Dicle üzerindeki On Gözlü Köprü’ye, bayram akşamı ezandan sonra Mardin Kapı’dan çıkılarak gidilirmiş. Kadınlar, genç kızlar köprünün tam ortasına geldiklerinde yüzlerini kıbleye dönerek hocalara yazdırdıkları muskaları nehre atarlarmış. Dilekçeleri suya düşenlerin dileklerinin yerine geleceğine inanılırmış.
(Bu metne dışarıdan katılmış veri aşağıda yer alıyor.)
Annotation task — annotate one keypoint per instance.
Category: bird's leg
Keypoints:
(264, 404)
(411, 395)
Nehrin kenarına kurulmuş masalara yerleşiyoruz… Mart, güneşli bir sabah ile baharın yaklaştığını, iyi bir gün olacağını vaat ediyor. Kahvaltımızda şunlar var: Perde ciğeri. Ekmek çeşitleri: Diyarbakır çöreği, Diyarbakır ekmeği, bulgur ekmeği, ince lavaş ekmeği. Peynir çeşitleri: Tel peynir, otlu peynir, dil peyniri, örgü peyniri, çökelek. Zeytin çeşitleri: Derik zeytini soslu, Derik zeytini sade, ayva reçeli, murtıga. Pekmez çeşitleri: Boğazkere üzümümden yapılan pekmez. Tereyağı, kaymaklı koyun ve inek yoğurdu, bal, ceviz, Bismil domatesi, yeşillikler, et ve kıkırdak kavurması.
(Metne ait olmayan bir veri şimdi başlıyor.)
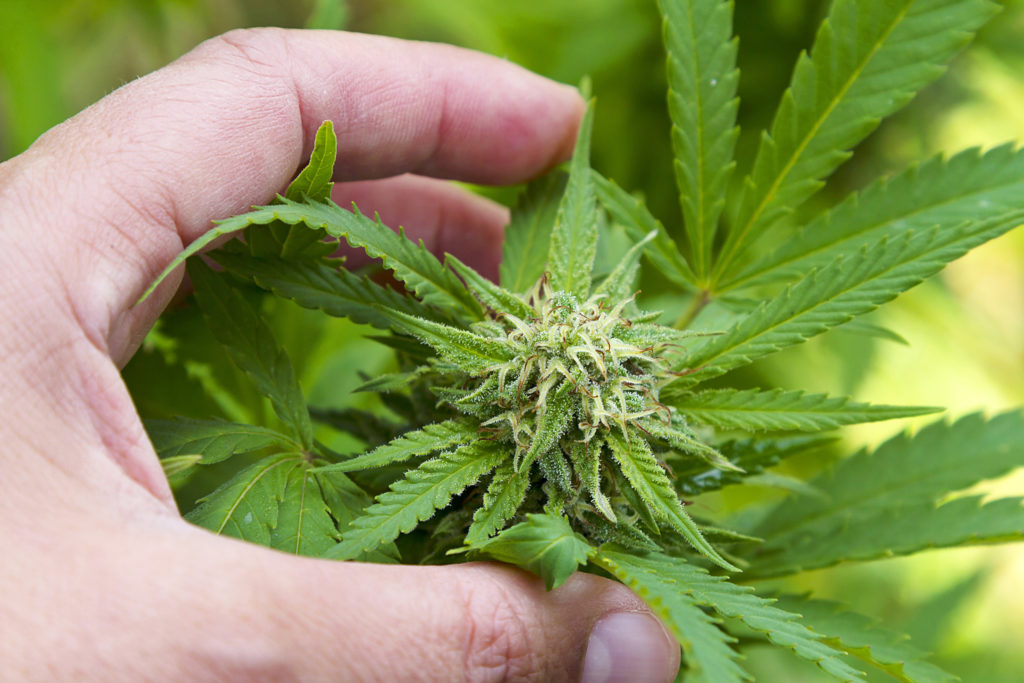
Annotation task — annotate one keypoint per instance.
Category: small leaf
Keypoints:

Burada perde ciğerinden ya da perdeli ciğer kebabından söz etmek isterim. Ciğere lezzet katmak için farklı baharatların yanı sıra gömlek iç zarı kullanılarak yağ oranının artırılması sağlanıyor. Konuk masasına götürülen Diyarbakır perdeli ciğer kebabı, onun gözü önünde bir bıçak yardımıyla pişmiş olan karın iç yağının kesilmesi ile servis ediliyor.